There we have it. Constraint 5 and 11 are inconsistent. Figure out why!

### Debugging more omplex models

In more complex models with interacting constraints, you might need more advanced strategies. One such idea is to try to re-order group constraints to detect problems.

Begin by structuring your model into logical sets of constraints (clean up your messy code!), so your initial problematic model looks something like this (remember, we only want to detect the reason for infeasibility so we only solve the feasibility problem)

```
Model = [];
% Create the banana constraints
BananaConstraints = ...
Model = [Model,BananaConstraints];
% Create the apple constraints
AppleConstraints = ...
Model = [Model,AppleConstraints];
% Create the pear constraints
PearConstraints = ...
Model = [Model,PearConstraints];
% Create the salary constraints
SalaryConstraints = ...
Model = [Model,SalaryConstraints];
% Create the weather constraints
WeatherConstraints = ...
Model = [Model,WeatherConstraints];
% Create the objective constraints
ObjectiveConstraints = ...
Model = [Model,ObjectiveConstraints];
optimize(Model)
```

You solve this nicely structured problem, and it turns out to be infeasible.

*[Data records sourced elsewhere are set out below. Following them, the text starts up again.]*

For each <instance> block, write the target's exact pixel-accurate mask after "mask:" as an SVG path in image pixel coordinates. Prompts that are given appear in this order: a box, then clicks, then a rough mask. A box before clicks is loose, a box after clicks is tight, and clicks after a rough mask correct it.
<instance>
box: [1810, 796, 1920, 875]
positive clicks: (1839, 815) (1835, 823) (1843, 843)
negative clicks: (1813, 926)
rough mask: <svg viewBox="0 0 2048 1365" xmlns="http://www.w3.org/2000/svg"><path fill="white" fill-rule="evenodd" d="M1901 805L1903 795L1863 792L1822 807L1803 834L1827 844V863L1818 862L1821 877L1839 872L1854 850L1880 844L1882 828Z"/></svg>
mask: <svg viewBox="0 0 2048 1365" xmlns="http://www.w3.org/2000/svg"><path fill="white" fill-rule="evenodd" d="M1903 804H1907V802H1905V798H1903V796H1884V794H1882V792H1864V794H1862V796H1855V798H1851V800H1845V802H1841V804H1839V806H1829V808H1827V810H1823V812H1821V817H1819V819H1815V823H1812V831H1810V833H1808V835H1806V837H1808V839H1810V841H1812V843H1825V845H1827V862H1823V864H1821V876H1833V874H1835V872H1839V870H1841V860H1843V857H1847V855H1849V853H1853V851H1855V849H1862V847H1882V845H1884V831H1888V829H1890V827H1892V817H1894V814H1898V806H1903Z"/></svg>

What you do now is that you solve the problem after every addition of a new set of constraints, and find out where it first fails

```
Model = [];
% Create the banana constraints
BananaConstraints = ...
Model = [Model,BananaConstraints];
optimize(Model) % OK, works
% Create the apple constraints
AppleConstraints = ...
Model = [Model,AppleConstraints];
optimize(Model) % ok, works
% Create the pear constraints
PearConstraints = ...
Model = [Model,PearConstraints];
optimize(Model) % ok, works
% Create the salary constraints
SalaryConstraints = ...
Model = [Model,SalaryConstraints];
optimize(Model) % ok, works
% Create the weather constraints
WeatherConstraints = ...
Model = [Model,WeatherConstraints];
optimize(Model) % ok, works
% Create the objective constraints
ObjectiveConstraints = ...
Model = [Model,ObjectiveConstraints];
optimize(Model) % fail!
```

Hene, all you know now is that the last set of constraints turns the whole model infeasible, but that does not mean that there is an error in that single constraint. Indeed, we can check it individually, and see that it is feasible.

```
optimize(ObjectiveConstraints) % works
```

Instead, we move that block of constraints to the top, and perform the procedure again

```
Model = [];
% Create the objective constraints
ObjectiveConstraints = ...
Model = [Model,ObjectiveConstraints];
optimize(Model) % OK, works
% Create the banana constraints
BananaConstraints = ...
Model = [Model,BananaConstraints];
optimize(Model) % OK, works
% Create the apple constraints
AppleConstraints = ...
Model = [Model,AppleConstraints];
optimize(Model) % ok, works
% Create the pear constraints
PearConstraints = ...
Model = [Model,PearConstraints];
optimize(Model) % ok, works
% Create the salary constraints
SalaryConstraints = ...
Model = [Model,SalaryConstraints];
optimize(Model) % fails
```

OK, it failed when we came to the salary constraints this time. Re-shuffle again

```
Model = [];
% Create the salary constraints
SalaryConstraints = ...
Model = [Model,SalaryConstraints];
optimize(Model) % OK, works
% Create the objective constraints
ObjectiveConstraints = ...
Model = [Model,ObjectiveConstraints];
optimize(Model) % OK, works
% Create the banana constraints
BananaConstraints = ...
Model = [Model,BananaConstraints];
optimize(Model) % OK, works
% Create the apple constraints
AppleConstraints = ...
Model = [Model,AppleConstraints];
optimize(Model) % fail
```

Apple constraints caused problems. Re-shuffle

```
Model = [];
% Create the apple constraints
AppleConstraints = ...
Model = [Model,AppleConstraints];
optimize(Model) % OK, works
% Create the salary constraints
SalaryConstraints = ...
Model = [Model,SalaryConstraints];
optimize(Model) % OK, works
% Create the objective constraints
ObjectiveConstraints = ...
Model = [Model,ObjectiveConstraints];
optimize(Model) % fails
```

Model fails when apple constraints, salary constraints and objective constraints are used together. Hence, we have reduced the model to a much smaller model which we now must analyze in greater detail to understand why it is infeasible.